How To Nurture Existing Friendships and Create New Ones
When we are at school, college, university it’s easy to stay in touch with friends as we see them almost daily and have time on our hands to connect via social media when we don’t. We tend to all be in the same boat with common influences and lifestyle goals but what happens to those friendships when we move on from education and follow different paths. Often we neglect those friendships due to geographical distances, time constraints, different lifestyles and work pressures. Our friends are more likely to be scattered across different cities even different countries so meeting up happens less frequently and takes more time to arrange. When we do meet up, if we don’t fall back immediately into our previous easy relationship, or struggle to connect properly, it leads to disappointment and the friendship that was once so strong can whither on the vine.
In no time we can find ourselves being less sociable. We convince ourselves that with our busy work schedules and stressful lives we need time to ourselves for ‘self-care’ but if we are not careful we can find ourselves lonely, feeling anxious and avoiding social situations that are not work or family related and its not healthy for us.
Some people find it easy to make new friends and socialise with apparent ease but for most of us making new friends and introducing ourselves to new people makes us feel anxious and vulnerable. Clinical psychologist Dr Ellen Hendriksen refers to social anxiety as The Reveal. “What makes us anxious in social situations is that perceived flaw - something we dislike about our appearance, lack of social skills or some bigger part of our personality - will be obvious to others unless we work hard to hide it. Ironically the less we socialise and the lonelier we feel, the more pronounced this fear may become” says Dr Hendriksen.
Being sociable and making an effort to start new friendships require us to step outside our comfort zone but the payback is always worth it.
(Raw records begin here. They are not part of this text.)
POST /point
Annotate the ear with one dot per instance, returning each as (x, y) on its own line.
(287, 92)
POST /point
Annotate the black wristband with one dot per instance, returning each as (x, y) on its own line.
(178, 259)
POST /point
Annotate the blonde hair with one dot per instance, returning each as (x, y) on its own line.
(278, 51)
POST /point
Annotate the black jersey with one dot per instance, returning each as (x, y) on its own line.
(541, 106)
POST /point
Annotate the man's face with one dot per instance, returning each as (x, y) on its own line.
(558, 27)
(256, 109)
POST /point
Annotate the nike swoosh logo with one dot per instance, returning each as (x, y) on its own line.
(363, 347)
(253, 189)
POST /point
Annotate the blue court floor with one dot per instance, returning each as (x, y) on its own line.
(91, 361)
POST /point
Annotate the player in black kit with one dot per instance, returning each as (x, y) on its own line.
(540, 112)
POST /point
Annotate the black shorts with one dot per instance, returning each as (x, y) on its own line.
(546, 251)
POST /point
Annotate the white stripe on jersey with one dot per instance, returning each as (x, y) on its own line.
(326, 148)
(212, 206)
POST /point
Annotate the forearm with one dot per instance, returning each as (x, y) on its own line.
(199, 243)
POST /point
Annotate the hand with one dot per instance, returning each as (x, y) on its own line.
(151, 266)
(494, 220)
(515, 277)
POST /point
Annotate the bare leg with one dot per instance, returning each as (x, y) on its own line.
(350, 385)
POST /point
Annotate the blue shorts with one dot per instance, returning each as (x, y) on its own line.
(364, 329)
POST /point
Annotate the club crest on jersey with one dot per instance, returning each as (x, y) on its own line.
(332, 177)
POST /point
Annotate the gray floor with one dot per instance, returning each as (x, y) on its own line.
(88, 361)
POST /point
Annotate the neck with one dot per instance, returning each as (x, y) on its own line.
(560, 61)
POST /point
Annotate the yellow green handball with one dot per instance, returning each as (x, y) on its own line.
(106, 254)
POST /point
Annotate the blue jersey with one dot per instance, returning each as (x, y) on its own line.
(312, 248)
We are by nature social animals who have evolved to live and work in teams and we grow in confidence when we feel valued and respected by others.
It is important to keep our social skills active and improve on them if we think our social circle is shrinking.
We need to make a conscious effort to keep our valued existing friendships healthy by not leaving contact to a just the group ‘Whatsapp’. We need to take the time to pick up the phone and talk and listen to what is really going on in our friends lives - we need to stay connected. We need to plan ‘get-togethers’ without blowing them up out of proportion and we need to remember to laugh with them over ‘old times’. Laughter can bridge gaps, break the ice and remind us of the friendship we share faster than anything else.
We also need to remember when meeting new people, not to get too hung up on coming across as self-possessed and together.
“We often focus on impressing people in social situations but in always trying to come across as confident and competent we can actually shoot ourselves in the foot” says Dr Hendriksen “Its fine to get tongue tied or for a joke to fall flat. People appreciate imperfection far more than perfection. Its much more human and likeable”
When making new acquaintances we can find ourselves concentrating on finding out what we might have in common, this technique can backfire if we find we share little common ground and we quickly run out of things to say. Far better to focus on more universal experiences - love, travel, anxieties, difficult family relationships, embarrassing moments - we all share at least some of those.
And most importantly, with old friends and new, really invest in the person we are talking to, listen to what they are saying, our curiosity will take over and we will automatically become more natural and engaged.
The more relaxed we are in social situations, the more we enjoy them and life isn’t half as much fun without friends, so don’t lose the art of socialising - stay in touch with old friends, make new ones, stay curious - it’s in our DNA.